C’est loin, le Soudan, au sud de l’Égypte. Mais la France y a aussi un rôle, et une responsabilité dans ce qui s’y passe. La dictature de l’armée n’est pas tombée du ciel. Elle a été préparée par les colonisateurs, français et anglais.

 Les Anglais ont écarté les Français. Ils ont vu que l’Égypte arabe s’en prenait au Soudan, pour y enrôler des soldats Noirs et des esclaves. Ils ont alors décidé de mettre en place un régime raciste, où les Arabes dominaient les Noirs. Et lorsqu’ils ont accordé l’indépendance en 1956, la guerre a explosé, entre le Nord privilégié et le Sud abandonné. C’est cette guerre qui va, depuis, pousser à la mise en place de régimes militaires.

Indépendance ou pas, les grandes puissances continuent d’être là. Les Américains offrent au Nord des milliards de dollars, pour en faire un allié contre l’URSS. En 1991, Omar el-Béchir  instaure la charia (lapidation des femmes, amputation de la main). Il reste encore soutenu par les États-Unis et la France. L’islamisme est alors un bon allié contre l’idée communiste.

Lorsque du pétrole est découvert dans le Sud, les Etats-Unis font le choix, cette fois, de le soutenir contre le Nord. Comme l’URSS n’existe plus depuis 1990, la France joue son propre jeu et continue de soutenir... le Nord : elle livre des armes à Omar el-Béchir, envoie Total lui chercher du pétrole, lui vend des avions Airbus, et lui offre des images satellites du Sud, pour l’aider à y faire sa guerre. En remerciement, el-Béchir offre à la France le terroriste Carlos, opération qui devait aider Chirac à se faire élire en 1995.

La France construira aussi un ensemble  d’usines pour fabriquer des armes sur place ; son nom : Djihad ! Dans les années 2000, il y a 40 entreprises françaises à la foire internationale de Khartoum. De leur côté, pour contrôler le pétrole du Sud, les Etats-Unis réussissent à obtenir une coupure du pays en deux en 2011 ; et ils se présentent comme des... faiseurs de paix.

Oui, les grandes puissances sont présentes et bien présentes dans tous ces pays. Leurs manœuvres ne font que les affaiblir, aider à la mise en place et au maintien de ces dictateurs, car il leur est facile de les acheter. Et c’est de toutes ces manœuvres que les grandes puissances tirent leur puissance.

Un pays de la région les sert en luttant contre toutes les révolutions, au Soudan et dans tout le monde arabe : c’est l’Arabie saoudite. La France lui a vendu pour 11 milliards d’euros d’armements sur dix ans. Alors, quand la population du Soudan, comme celle d’Algérie, se bat contre son régime, c’est un peu aussi contre des puissances comme la France et les États-Unis qu’elles doivent lutter.

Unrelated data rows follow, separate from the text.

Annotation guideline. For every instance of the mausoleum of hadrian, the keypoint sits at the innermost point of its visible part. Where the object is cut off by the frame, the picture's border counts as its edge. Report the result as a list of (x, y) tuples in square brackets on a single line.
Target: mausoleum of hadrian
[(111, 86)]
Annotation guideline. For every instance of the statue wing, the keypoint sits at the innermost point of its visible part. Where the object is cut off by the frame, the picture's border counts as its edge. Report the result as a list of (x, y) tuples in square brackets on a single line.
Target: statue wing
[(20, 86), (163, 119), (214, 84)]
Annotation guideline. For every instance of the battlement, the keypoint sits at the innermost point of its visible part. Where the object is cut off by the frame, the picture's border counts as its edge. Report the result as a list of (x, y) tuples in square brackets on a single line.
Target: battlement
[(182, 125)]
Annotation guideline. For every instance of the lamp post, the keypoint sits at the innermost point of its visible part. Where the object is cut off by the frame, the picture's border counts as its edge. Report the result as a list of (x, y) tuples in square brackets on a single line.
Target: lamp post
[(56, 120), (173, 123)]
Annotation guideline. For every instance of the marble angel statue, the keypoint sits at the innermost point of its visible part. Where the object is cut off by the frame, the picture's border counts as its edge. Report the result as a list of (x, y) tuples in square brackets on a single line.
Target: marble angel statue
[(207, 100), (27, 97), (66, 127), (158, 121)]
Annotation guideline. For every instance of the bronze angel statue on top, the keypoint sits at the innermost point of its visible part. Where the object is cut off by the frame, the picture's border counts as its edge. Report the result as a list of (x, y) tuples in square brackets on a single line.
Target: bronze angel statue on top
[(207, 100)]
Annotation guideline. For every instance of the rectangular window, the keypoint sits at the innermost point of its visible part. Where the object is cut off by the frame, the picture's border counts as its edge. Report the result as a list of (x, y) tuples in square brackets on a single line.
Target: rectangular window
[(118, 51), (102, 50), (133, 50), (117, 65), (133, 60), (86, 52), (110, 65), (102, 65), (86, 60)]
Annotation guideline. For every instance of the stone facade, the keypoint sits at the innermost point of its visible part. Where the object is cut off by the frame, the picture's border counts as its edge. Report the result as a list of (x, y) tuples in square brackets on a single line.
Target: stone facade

Oui, il y a un gigantesque ordre mondial, et il s’appelle le capitalisme, l’impérialisme. Ce système opprime tous les peuples, toutes les populations. Il ne connaît en réalité ni les frontières, ni les religions. C’est l’intérêt de toute l’humanité que d’en finir avec lui.

En 2019, des jeunes des 4 coins du monde se sont mis à manifester pour qu’on s’occupe du climat. On pourrait voir aussi bien des manifestants sur toute la planète dire que le capitalisme doit céder la place. Il faudrait réunir toutes les causes, contre toutes les formes d’exploitations et de dominations : (pauvreté, écologie, dictatures, femmes, minorités opprimées) en une seule grande et unique cause de l’humanité réunie.

            C’est utopique ? Qui sait ce qui peut advenir ! C’est juste, c’est nécessaire ; c’est cette cause que nous pensons utile de préparer. Elle est une belle raison de vivre et de lutter.